It seems the too-big-to-fail crowd has found an unapologetic advocate in John Dugan, the comptroller of the currency and the very regulator whose job it was to prevent the banks from getting into this much trouble in the first place.
Dugan took up the big banks' cudgel last month at a meeting of the board of the Federal Deposit Insurance Corp., where he serves as a director. The FDIC is the government agency that insures bank deposits, and because of the recent rash of bank failures, expected to deplete its reserve fund by the end of the year. To replenish the fund, FDIC Chairwoman Sheila Bair persuaded a majority of the directors to approve a special assessment to be levied on all the banks to raise $6 billion now, with perhaps $6 billion more by year's end.
But Dugan would have none of it. What particularly irked the comptroller was that under a new formula proposed by Bair, more of the burden for supporting the FDIC fund will be shifted from community and regional banks to the biggest banks.
"The overwhelming share of increased actual and projected costs for the fund have been caused by actual and projected failures of smaller banks, not larger ones," Dugan wrote in a rare public dissent.
Inconveniently for Dugan, his dissent was lodged on the very day that the FDIC took over Florida's giant BankUnited, at an expected cost of $5.3 billion, equal to the cost of all 30-odd small bank failures so far this year. And last year the FDIC's $11 billion rescue of IndyMac accounted for over half of the $17.9 billion losses in 2008.
But what's particularly absurd about Dugan's argument is that it ignores the reason there haven't been more failures of big banks — namely that these banks were prevented from failing by a Treasury and Federal Reserve wielding sums of money so large that they dwarf anything the FDIC might spend cleaning up after smaller banks.
Given this history, it requires a particularly warped sense of justice to complain about how unfairly the big banks are now being treated. It also gives a pretty good indication of how thoroughly the thinking of the nation's top bank supervisor has been co-opted by the very institutions he is supposed to regulate.
Instead of setting strict limits and standards for bank behavior — and enforcing them, if necessary, with public cease-and-desist orders — regulators bought into the fantasy that there was no amount of risk that couldn't be dealt with by having more capital or better "risk management."

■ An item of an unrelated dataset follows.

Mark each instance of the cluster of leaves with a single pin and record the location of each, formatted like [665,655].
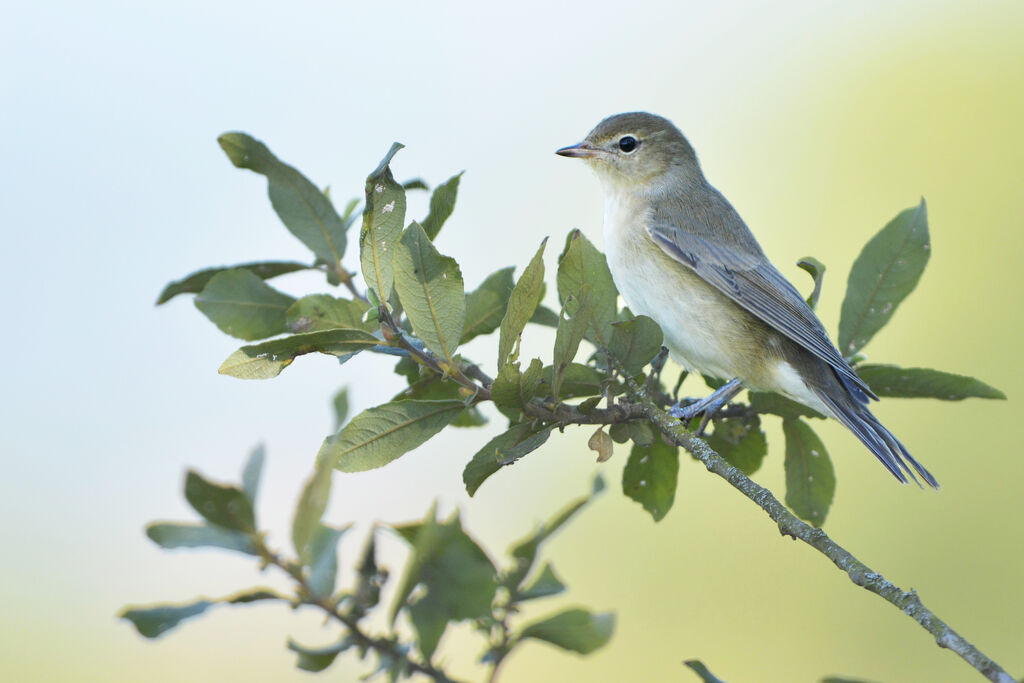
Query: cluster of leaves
[448,578]
[416,306]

Even today, Dugan remains in denial about his agency's role in the financial debacle. He was skeptical about the bank stress tests and disclosure of the results. He continues to celebrate the fact that national banks have had fewer failures than banks regulated by other agencies, as if Citigroup and Wachovia and Bank of America are somehow great success stories. And he seems to have forgotten that, even after the crisis hit, he continued to push for international rules that would allow big banks to hold less capital and take on more leverage.
There's no mystery why John Dugan is still running interference for big banks he is supposed to regulate. The mystery is why he is still comptroller of the currency.